According to the ADEME (Agency for Environment & Energy Management), the annual deposition of timber wastes is of the order of 6.2 million tonnes. Timber wastes have a recycling factor of 79% – 57% for material recycling and 22% for the recovery of energy (source: Evaluation of timber waste deposition and its position in the timber/timber fuel industry – April 2015)
TYPE A TIMBER.
The Pena Group collects and sorts the following:
- Various untreated and uncrushed timbers. In general, these include the following products : – Forest timbers (forest residues and mulch, felled trees, trunks, timber ridges) – Sawmill by-products: bark and clean chips, cutting wastes, untreated framing wastes) – Industrial timbers (pallets, crates, beams, framework structures) – Solid timber elements, untreated and with metal fittings removed
TYPE B TIMBER
The Pena Group collects and sorts the following :
- Various uncrushed timbers. In general, these include the following products : – Packaging (cable drums with metal fittings removed, crates, pallets, boxes) – Joinery and furnishings of solid timber construction (doors, windows with glazing removed, shutters with metal fittings removed, tables) – Untreated framings, V-girders, beams – Plywood and particle boards (not exceeding 30% of a consignment) – Various joinery wastes – Various timbers
Timber recycling – a stronger commitment still required
Type B timber accounts for 85% of timber wastes collected, approximately 70% of which is sold by recycling operators to producers of chipboard for use in furniture or as construction materials. 50% is exported to Belgium, Italy and Spain. The remainder is used as fuel in biomass boilers. High-temperature furnaces can accept the most contaminated timbers.

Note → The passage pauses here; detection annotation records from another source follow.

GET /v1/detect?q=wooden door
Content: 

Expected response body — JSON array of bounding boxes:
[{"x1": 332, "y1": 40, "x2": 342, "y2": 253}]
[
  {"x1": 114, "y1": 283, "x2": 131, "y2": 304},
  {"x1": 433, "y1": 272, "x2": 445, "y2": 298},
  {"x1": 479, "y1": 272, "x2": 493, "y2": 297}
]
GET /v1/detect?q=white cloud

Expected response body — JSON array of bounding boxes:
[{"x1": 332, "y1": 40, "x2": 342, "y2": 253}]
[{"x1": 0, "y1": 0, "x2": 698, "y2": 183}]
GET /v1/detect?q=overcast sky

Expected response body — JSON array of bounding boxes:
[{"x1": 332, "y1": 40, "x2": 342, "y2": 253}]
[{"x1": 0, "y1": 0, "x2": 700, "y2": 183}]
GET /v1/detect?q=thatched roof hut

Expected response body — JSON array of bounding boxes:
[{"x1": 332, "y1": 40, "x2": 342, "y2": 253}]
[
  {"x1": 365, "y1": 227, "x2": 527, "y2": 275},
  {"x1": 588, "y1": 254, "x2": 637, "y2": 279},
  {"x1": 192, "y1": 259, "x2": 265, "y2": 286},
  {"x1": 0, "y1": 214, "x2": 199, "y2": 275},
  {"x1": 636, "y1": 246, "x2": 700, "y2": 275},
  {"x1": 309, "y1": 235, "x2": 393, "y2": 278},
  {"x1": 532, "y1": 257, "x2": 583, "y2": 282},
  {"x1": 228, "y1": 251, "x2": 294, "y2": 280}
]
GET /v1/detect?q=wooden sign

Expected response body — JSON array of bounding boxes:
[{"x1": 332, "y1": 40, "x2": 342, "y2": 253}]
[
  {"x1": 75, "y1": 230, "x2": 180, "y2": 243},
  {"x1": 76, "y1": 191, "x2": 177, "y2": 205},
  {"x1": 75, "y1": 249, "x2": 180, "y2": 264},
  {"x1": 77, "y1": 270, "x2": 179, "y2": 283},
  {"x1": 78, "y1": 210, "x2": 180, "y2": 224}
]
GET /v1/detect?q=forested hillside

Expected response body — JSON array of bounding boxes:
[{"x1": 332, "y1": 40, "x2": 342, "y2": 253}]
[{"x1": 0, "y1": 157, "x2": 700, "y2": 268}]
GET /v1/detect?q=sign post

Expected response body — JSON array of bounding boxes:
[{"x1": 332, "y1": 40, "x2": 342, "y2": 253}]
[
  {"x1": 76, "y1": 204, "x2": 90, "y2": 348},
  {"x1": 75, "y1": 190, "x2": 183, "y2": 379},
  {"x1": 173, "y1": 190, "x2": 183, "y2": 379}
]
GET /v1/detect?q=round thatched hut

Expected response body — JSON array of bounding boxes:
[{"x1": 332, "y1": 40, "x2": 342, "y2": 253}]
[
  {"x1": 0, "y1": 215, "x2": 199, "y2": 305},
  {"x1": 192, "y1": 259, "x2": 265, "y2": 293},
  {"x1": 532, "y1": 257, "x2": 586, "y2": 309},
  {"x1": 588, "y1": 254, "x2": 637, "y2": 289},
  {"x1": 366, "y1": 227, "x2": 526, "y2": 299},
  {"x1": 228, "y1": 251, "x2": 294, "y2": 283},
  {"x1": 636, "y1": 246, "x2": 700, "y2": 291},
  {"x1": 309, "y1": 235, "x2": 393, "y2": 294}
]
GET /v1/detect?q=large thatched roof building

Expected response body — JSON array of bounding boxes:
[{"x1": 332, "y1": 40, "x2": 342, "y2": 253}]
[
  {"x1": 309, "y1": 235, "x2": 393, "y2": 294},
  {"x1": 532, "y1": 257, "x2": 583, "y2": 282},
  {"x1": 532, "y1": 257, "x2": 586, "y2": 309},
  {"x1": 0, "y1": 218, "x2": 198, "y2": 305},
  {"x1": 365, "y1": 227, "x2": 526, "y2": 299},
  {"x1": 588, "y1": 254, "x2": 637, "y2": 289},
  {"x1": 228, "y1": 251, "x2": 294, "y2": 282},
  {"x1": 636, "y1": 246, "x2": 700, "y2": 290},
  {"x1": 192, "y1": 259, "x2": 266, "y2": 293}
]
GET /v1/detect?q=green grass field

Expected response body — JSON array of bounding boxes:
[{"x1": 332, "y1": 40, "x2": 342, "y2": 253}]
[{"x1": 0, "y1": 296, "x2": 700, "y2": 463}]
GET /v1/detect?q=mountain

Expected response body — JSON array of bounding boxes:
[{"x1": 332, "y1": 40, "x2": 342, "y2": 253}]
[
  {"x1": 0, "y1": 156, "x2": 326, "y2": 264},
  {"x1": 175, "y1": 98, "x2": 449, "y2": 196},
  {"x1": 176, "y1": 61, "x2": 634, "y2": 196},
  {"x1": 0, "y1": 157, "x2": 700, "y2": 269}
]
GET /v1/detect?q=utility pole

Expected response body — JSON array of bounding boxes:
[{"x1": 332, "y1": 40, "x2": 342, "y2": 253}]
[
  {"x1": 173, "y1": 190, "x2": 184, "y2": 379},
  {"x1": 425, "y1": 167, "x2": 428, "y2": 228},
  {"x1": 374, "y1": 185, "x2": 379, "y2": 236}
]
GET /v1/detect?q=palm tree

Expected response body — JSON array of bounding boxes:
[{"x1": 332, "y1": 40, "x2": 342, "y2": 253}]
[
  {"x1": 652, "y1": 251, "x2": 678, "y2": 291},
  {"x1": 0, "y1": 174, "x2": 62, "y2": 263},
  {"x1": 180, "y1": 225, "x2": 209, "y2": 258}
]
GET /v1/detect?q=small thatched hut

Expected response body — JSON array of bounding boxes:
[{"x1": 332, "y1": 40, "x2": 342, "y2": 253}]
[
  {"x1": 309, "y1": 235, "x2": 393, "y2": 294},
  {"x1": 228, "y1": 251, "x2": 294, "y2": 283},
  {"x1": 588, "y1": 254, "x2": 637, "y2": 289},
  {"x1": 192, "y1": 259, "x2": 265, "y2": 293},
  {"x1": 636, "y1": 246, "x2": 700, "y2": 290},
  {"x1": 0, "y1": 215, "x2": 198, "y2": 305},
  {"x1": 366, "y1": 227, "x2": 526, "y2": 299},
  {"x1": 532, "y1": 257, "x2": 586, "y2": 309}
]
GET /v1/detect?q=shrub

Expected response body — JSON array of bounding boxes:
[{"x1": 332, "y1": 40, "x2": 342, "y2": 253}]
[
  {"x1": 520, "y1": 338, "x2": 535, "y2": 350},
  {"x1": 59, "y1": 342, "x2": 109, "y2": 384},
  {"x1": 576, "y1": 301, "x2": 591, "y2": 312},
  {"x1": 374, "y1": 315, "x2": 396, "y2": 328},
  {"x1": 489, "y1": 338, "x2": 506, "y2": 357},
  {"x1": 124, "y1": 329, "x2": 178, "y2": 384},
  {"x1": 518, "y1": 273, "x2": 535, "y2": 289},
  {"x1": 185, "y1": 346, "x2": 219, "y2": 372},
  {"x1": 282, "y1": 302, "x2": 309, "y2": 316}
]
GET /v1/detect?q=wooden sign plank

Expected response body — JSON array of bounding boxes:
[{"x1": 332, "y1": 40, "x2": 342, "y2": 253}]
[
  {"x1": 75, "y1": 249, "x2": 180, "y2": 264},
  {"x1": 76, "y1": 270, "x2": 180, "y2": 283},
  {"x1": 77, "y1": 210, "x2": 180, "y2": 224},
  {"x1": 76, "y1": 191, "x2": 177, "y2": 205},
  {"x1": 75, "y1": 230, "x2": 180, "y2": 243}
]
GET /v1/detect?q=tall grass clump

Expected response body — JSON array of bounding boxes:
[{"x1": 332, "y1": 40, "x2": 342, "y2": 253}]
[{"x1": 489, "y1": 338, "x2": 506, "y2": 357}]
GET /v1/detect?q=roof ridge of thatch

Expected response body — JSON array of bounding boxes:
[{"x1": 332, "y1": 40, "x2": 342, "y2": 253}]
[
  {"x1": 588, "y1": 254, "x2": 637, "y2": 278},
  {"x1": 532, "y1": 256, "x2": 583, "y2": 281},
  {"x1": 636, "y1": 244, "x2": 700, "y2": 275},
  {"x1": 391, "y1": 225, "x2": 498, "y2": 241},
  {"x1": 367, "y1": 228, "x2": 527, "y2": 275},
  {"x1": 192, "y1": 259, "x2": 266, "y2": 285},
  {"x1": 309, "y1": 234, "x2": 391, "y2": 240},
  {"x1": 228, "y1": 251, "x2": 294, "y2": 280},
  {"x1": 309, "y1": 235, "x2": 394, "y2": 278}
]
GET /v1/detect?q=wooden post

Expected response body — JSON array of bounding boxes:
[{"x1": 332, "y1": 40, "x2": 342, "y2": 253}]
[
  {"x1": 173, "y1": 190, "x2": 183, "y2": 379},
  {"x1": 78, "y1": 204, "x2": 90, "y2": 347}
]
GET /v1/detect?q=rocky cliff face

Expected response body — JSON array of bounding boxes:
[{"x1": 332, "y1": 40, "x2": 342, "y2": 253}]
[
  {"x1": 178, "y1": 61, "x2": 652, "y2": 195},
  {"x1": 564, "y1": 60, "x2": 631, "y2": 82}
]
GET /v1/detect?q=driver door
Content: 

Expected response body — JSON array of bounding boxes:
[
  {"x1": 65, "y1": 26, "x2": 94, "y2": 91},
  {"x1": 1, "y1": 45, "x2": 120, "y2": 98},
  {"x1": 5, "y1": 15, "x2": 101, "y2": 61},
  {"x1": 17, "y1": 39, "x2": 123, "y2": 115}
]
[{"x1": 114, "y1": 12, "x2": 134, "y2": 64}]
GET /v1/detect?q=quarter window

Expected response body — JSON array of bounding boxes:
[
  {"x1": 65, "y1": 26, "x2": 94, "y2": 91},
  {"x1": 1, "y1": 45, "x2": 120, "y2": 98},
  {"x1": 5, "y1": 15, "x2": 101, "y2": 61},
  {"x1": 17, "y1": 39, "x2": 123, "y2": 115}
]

Panelboard manufacturers can incorporate 70 – 90% of these wastes in the production of panels, or even up to 100%, as is the case in Italy. Unfortunately, there is a substantial disparity between different countries.
“Uncontaminated” timbers, including pallets which are not treated with chemical products, are recycled as wood fuel for conventional industrial boilers, district heating systems or hot houses.
Care must be taken with MDF – these timber particle boards pose a problem, as the timber is virtually reduced to the state of dust; no fibres remain, and recycling to produce a new panel is consequently not possible. There is no circular economy in place, and these materials can only be used as wood fuel.